Ginger is the unsung hero of the church candies. That’s because it doubles as medicine. Ginger is known to fight nausea and even help fight against the common cold. Ginger candies are the ginger ale of candies. They are delicious treats but also they have medicinal purposes. No matter how loud the wrapper is, you can always wave the candy and gesture to your stomach. Instant sympathy.
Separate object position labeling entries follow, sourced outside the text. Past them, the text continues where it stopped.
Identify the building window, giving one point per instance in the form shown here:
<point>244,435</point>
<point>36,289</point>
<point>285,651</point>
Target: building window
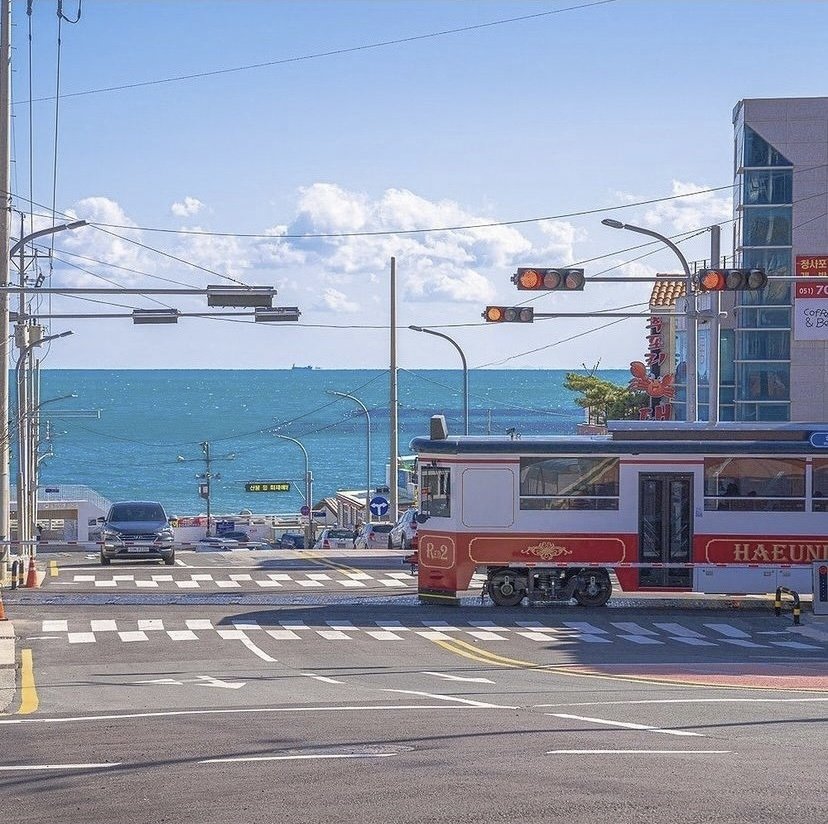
<point>763,381</point>
<point>754,484</point>
<point>569,483</point>
<point>763,187</point>
<point>820,489</point>
<point>435,491</point>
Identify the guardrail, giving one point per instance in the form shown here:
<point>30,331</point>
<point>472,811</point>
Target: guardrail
<point>777,604</point>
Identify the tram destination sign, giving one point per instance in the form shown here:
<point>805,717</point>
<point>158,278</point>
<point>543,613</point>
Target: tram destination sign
<point>267,486</point>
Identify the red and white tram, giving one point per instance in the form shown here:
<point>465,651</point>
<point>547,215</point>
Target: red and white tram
<point>731,508</point>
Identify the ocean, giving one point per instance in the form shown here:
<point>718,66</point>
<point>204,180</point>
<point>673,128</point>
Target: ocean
<point>137,434</point>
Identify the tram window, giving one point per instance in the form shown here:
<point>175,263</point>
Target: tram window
<point>569,483</point>
<point>435,491</point>
<point>820,501</point>
<point>755,484</point>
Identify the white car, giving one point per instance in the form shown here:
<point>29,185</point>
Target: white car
<point>335,538</point>
<point>374,536</point>
<point>404,532</point>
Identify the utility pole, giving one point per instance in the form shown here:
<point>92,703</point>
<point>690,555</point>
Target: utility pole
<point>394,446</point>
<point>5,217</point>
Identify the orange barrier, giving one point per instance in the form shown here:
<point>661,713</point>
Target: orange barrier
<point>31,577</point>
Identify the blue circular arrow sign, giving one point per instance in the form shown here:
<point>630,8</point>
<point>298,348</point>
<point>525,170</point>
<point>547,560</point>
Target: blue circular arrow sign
<point>378,505</point>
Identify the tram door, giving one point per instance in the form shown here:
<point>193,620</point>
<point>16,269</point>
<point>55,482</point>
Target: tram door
<point>665,528</point>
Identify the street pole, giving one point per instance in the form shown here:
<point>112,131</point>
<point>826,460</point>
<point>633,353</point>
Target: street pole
<point>465,371</point>
<point>394,446</point>
<point>309,536</point>
<point>690,357</point>
<point>368,457</point>
<point>5,217</point>
<point>714,366</point>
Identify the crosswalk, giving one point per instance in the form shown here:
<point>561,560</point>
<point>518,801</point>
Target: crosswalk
<point>340,579</point>
<point>711,634</point>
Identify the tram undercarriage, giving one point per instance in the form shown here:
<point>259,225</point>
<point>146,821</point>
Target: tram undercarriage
<point>508,586</point>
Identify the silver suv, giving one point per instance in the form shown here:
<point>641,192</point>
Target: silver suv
<point>137,529</point>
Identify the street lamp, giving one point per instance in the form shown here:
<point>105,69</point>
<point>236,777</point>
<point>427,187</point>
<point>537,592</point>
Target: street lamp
<point>690,357</point>
<point>25,518</point>
<point>465,371</point>
<point>368,458</point>
<point>308,488</point>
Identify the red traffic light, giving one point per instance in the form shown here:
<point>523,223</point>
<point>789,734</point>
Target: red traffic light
<point>549,280</point>
<point>509,314</point>
<point>731,280</point>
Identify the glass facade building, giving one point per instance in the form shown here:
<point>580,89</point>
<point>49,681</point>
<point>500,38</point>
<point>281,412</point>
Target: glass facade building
<point>780,211</point>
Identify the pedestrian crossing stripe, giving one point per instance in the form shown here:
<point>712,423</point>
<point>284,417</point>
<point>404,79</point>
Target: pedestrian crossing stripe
<point>274,580</point>
<point>568,632</point>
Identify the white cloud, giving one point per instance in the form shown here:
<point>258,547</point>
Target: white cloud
<point>187,208</point>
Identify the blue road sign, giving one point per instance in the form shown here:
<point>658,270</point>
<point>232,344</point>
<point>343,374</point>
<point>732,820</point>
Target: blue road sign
<point>378,505</point>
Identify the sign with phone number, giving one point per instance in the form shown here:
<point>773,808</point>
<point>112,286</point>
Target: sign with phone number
<point>267,486</point>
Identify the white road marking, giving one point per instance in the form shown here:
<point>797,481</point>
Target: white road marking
<point>182,635</point>
<point>458,677</point>
<point>297,757</point>
<point>638,752</point>
<point>324,679</point>
<point>625,724</point>
<point>20,767</point>
<point>467,701</point>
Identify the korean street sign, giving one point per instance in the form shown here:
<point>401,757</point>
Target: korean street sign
<point>267,486</point>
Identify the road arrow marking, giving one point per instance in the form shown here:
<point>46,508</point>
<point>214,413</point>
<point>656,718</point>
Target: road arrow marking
<point>459,677</point>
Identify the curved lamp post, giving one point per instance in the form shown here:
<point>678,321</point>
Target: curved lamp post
<point>465,371</point>
<point>308,488</point>
<point>690,357</point>
<point>368,458</point>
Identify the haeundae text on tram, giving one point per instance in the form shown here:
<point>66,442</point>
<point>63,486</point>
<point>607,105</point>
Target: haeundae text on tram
<point>733,508</point>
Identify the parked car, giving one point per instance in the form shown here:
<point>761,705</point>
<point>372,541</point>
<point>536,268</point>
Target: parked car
<point>235,535</point>
<point>373,536</point>
<point>404,533</point>
<point>136,529</point>
<point>335,538</point>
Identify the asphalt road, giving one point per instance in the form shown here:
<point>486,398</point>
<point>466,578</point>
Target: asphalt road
<point>377,709</point>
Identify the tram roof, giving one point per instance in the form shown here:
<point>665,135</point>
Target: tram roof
<point>651,437</point>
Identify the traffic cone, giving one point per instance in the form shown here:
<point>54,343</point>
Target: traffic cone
<point>31,577</point>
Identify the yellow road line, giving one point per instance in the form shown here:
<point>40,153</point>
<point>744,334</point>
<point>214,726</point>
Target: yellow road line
<point>485,656</point>
<point>29,701</point>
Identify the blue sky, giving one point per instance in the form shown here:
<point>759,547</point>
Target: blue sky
<point>594,106</point>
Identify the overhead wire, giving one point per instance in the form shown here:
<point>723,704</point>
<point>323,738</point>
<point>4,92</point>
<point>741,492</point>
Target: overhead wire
<point>331,53</point>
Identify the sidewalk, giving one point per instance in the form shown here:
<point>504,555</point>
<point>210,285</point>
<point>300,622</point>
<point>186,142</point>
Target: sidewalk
<point>6,664</point>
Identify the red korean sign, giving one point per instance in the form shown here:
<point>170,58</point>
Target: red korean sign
<point>812,265</point>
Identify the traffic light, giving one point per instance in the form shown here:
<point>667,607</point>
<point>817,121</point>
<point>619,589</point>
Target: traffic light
<point>731,280</point>
<point>549,280</point>
<point>509,314</point>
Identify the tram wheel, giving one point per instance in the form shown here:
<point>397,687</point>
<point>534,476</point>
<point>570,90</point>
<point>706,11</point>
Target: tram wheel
<point>506,588</point>
<point>596,590</point>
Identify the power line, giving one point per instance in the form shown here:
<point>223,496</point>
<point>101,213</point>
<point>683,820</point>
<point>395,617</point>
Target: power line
<point>317,55</point>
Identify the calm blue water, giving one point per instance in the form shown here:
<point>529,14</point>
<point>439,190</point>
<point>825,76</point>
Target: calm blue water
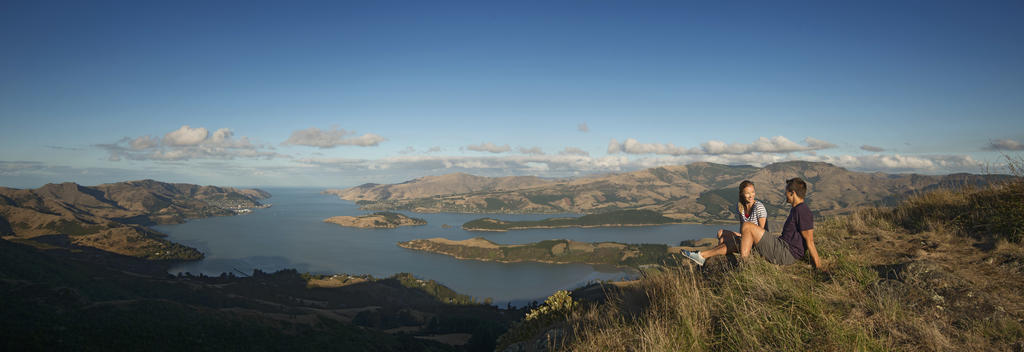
<point>292,234</point>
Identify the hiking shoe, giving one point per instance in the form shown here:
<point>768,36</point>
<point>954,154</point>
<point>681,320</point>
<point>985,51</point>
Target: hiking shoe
<point>694,256</point>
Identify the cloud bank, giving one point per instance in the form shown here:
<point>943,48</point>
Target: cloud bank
<point>187,143</point>
<point>334,137</point>
<point>1005,144</point>
<point>489,147</point>
<point>777,144</point>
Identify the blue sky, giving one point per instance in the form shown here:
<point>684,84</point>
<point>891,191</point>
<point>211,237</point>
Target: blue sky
<point>341,93</point>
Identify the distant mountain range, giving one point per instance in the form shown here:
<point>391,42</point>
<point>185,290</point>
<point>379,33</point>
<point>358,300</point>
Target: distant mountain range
<point>114,217</point>
<point>699,191</point>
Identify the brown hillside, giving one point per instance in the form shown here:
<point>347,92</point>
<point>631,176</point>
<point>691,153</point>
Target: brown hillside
<point>699,191</point>
<point>111,216</point>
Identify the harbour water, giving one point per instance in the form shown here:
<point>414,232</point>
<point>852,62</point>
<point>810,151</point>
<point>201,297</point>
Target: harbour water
<point>292,234</point>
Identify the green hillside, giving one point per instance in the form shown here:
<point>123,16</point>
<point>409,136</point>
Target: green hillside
<point>940,271</point>
<point>616,218</point>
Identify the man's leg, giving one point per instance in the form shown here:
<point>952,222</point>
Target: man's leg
<point>752,235</point>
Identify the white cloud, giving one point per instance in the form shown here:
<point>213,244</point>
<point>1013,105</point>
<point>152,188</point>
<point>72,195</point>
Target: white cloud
<point>186,143</point>
<point>489,147</point>
<point>635,147</point>
<point>144,142</point>
<point>898,163</point>
<point>571,150</point>
<point>185,136</point>
<point>328,139</point>
<point>1005,144</point>
<point>777,144</point>
<point>531,151</point>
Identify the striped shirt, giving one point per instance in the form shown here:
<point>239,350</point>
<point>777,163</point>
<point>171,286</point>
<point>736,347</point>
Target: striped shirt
<point>757,212</point>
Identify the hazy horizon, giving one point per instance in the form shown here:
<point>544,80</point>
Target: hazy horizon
<point>262,94</point>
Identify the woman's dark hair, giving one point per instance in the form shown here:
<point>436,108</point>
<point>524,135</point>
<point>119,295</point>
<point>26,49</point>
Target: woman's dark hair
<point>742,185</point>
<point>798,186</point>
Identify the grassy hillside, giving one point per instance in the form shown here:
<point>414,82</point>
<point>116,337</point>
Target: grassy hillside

No usher or pew neighbor will deny you your medicine.

1. Strawberry candy

This is the holy grail of church candies. No one knows where to buy them or who manufactures them. They just show up in your purse. According to the ancient legend, when these candies show up in your purse, you’ve been initiated into the council of Church Mothers. The Church Mother Fairy blesses you when you’ve proven yourself worthy of the candy-sharing cause.

Honorable mention: Werther’s Original.